The recent episode of lethal pet food is Exhibit A in this case. Adulterated wheat flour made its way from China to factories in the United States and Canada that produce food for dogs and cats. The contamination killed or sickened thousands of animals and led to the recall of more than 100 brands of pet food.
Many liberals insist the only remedy is more regulation. "If we expect to have our spinach uncontaminated, our pet food safe, Congress has to give the FDA more resources," says Donald Kennedy, former Food and Drug Administration commissioner.

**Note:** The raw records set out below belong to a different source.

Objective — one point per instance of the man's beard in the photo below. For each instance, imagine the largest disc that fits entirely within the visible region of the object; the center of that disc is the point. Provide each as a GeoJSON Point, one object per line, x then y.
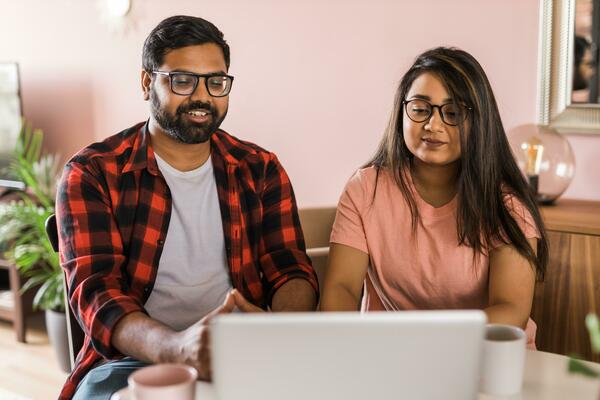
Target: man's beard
{"type": "Point", "coordinates": [180, 129]}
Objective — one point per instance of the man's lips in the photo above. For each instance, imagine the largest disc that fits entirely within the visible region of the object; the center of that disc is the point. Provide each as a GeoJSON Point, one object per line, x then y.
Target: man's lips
{"type": "Point", "coordinates": [198, 115]}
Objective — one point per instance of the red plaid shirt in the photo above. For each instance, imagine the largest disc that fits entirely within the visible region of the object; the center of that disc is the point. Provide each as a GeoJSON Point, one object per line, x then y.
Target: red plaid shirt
{"type": "Point", "coordinates": [113, 208]}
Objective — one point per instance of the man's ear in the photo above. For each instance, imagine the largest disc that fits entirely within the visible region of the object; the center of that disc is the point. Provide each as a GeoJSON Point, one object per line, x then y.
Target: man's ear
{"type": "Point", "coordinates": [146, 82]}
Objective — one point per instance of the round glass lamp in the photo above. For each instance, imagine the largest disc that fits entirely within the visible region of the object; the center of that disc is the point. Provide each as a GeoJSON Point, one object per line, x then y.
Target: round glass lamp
{"type": "Point", "coordinates": [546, 159]}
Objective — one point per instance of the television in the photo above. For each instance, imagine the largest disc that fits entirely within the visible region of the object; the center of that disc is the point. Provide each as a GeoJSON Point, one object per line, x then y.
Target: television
{"type": "Point", "coordinates": [10, 123]}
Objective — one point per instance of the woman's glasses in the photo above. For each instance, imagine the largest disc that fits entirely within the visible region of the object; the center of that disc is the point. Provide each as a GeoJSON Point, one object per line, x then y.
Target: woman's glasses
{"type": "Point", "coordinates": [421, 110]}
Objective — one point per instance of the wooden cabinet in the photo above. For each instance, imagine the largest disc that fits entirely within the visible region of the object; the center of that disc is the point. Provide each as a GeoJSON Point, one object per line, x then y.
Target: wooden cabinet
{"type": "Point", "coordinates": [571, 288]}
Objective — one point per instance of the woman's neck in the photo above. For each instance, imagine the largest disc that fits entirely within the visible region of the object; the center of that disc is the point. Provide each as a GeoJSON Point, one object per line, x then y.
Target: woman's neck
{"type": "Point", "coordinates": [436, 185]}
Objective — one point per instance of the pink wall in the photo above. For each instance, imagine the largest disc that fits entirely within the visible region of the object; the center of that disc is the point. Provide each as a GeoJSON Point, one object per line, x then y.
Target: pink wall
{"type": "Point", "coordinates": [314, 79]}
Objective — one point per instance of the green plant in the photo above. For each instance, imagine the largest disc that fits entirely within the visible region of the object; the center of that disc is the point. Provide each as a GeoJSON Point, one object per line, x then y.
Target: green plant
{"type": "Point", "coordinates": [22, 223]}
{"type": "Point", "coordinates": [579, 367]}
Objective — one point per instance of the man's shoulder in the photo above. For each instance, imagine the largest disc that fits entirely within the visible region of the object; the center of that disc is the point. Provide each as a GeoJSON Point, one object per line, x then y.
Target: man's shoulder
{"type": "Point", "coordinates": [115, 148]}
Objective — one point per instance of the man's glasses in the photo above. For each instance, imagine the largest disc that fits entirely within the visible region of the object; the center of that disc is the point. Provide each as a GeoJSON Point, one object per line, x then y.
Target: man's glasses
{"type": "Point", "coordinates": [420, 111]}
{"type": "Point", "coordinates": [185, 83]}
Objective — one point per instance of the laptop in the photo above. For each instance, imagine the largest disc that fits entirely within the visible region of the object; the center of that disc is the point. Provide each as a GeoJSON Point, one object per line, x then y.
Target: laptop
{"type": "Point", "coordinates": [348, 356]}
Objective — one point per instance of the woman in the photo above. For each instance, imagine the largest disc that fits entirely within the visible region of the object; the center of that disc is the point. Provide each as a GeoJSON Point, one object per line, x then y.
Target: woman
{"type": "Point", "coordinates": [441, 217]}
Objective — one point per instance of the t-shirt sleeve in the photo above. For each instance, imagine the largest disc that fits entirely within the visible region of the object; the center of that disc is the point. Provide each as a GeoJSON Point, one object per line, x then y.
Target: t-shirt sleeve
{"type": "Point", "coordinates": [523, 218]}
{"type": "Point", "coordinates": [348, 228]}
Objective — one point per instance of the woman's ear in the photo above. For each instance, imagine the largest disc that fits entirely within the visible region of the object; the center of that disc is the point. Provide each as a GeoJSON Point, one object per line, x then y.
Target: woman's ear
{"type": "Point", "coordinates": [146, 82]}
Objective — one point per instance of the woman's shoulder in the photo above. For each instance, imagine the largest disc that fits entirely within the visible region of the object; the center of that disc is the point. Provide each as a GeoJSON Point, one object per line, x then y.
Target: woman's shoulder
{"type": "Point", "coordinates": [520, 212]}
{"type": "Point", "coordinates": [368, 177]}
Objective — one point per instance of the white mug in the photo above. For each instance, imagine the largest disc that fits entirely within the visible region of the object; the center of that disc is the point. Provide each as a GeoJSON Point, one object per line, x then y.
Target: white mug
{"type": "Point", "coordinates": [503, 360]}
{"type": "Point", "coordinates": [163, 381]}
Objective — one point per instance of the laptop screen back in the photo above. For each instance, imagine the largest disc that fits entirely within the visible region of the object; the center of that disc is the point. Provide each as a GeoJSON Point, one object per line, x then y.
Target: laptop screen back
{"type": "Point", "coordinates": [348, 356]}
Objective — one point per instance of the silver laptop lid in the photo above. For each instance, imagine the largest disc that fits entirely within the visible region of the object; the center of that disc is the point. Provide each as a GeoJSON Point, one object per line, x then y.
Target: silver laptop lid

But this case also shows that when a product goes wrong, everyone in the supply chain has a big stake in making it right. Chinese exporters stand to lose a vast amount of sales if they don't raise their safety standards. Pet-food makers will face rejection from retailers unless they can show their products pose no danger. Stores that continue to sell tainted goods will send their patrons to the competition.
No one wants poisoned food, and in the age of the Internet, bad news travels at the speed of light. A company invites disaster if it harms consumers. Customers can leave, and lawsuits can exact ruinous judgments.
After a 1993 E. coli outbreak caused by Jack in the Box hamburgers, the parent company had to pay tens of millions of dollars to victims. When Hudson Foods was implicated in a 1997 outbreak, it lost its biggest customer, Burger King, and soon had to sell out to rival Tyson Foods.
Major corporations such as Kraft Foods and Nestle now make a priority of knowing where their ingredients come from and testing them for safety, reports BusinessWeek. ConAgra Foods, which had to recall Peter Pan peanut butter because of salmonella, spent $15 million to prevent a recurrence. After last year's outbreak of E. coli was traced to California spinach, handlers of leafy greens forged an agreement whose signatories must adopt tough sanitary practices - monitored with inspections that they pay for through voluntary assessments. Some 99 percent of the state's leafy greens are now covered.